Half-hour current affairs programmes, which will focus on Africa, media, business, politics, sport, investigations, news analysis, interviews and showbiz will complement these core news shows.
“That’s where we are going to start,” says Patta. “We didn’t want to do a million things to start off with.
“This is what we know we can do and we will take it from there and grow,” she says. “We are looking at a number of additional current affairs proposals, but those will be six months down the line.”
e.News has head-hunted some top broadcasting talent for its news channel, including former SAfm presenter Jeremy Maggs and Talk Radio 702 presenter Redi Direko, who will anchor the 7pm to 9pm News Night slot.
Patta says Maggs will present a new half-hour media show, Maggs on Media, which he used to produce on radio for SAfm.
“Pat Pillai is doing an entrepreneurial business show for us, Justice Malala is doing a political show and there will be Third Degree Plus, an additional half-hour of Third Degree, which is interactive so the viewers can do the grilling,” says Patta. “There is also an additional showbiz show and lots of sport on the weekends.”
Patta says non-DStv subscribers will still get the e.News prime-time news bulletin unchanged.
“The 24-hour news channel will probably make it stronger,” says Patta, “because it will have more to draw from.
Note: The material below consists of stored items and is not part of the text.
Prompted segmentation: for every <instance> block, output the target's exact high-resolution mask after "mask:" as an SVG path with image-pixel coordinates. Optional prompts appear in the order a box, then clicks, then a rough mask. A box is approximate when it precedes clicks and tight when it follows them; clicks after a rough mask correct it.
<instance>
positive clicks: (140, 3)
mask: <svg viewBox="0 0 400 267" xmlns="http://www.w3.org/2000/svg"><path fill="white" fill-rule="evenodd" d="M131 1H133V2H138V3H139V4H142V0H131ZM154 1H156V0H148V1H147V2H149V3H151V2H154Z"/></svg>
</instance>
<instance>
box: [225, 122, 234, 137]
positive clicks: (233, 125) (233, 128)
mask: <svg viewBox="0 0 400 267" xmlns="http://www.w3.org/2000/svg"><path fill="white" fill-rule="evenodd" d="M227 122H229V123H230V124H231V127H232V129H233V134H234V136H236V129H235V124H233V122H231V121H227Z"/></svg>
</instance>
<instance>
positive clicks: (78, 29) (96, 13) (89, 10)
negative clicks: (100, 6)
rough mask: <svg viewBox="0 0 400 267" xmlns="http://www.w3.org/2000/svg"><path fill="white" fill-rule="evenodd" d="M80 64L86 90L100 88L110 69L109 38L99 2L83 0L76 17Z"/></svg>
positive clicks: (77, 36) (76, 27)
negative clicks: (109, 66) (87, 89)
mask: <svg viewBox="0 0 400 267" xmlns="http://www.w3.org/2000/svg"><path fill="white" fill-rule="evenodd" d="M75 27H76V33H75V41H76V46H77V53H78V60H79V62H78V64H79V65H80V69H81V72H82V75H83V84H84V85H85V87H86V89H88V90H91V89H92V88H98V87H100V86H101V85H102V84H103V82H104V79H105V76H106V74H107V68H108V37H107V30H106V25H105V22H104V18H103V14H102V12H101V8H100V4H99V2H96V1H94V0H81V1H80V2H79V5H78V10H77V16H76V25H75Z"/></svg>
“We have a dedicated terrestrial, prime-time team with the same anchors and it will continue exactly as it is now. It is our bread and butter, it’s what we make our money from and it’s what made our name and our brand.”
Caxton professor of journalism at the University of the Witwatersrand Anton Harber is impressed with e.News’s new studio and technology.
“It takes our TV news into the 21st century,” says Harber. “Our news has been stuck where global news was 10 years ago.
“The key is the capacity to break big news stories, locally and later in Africa,” says Harber.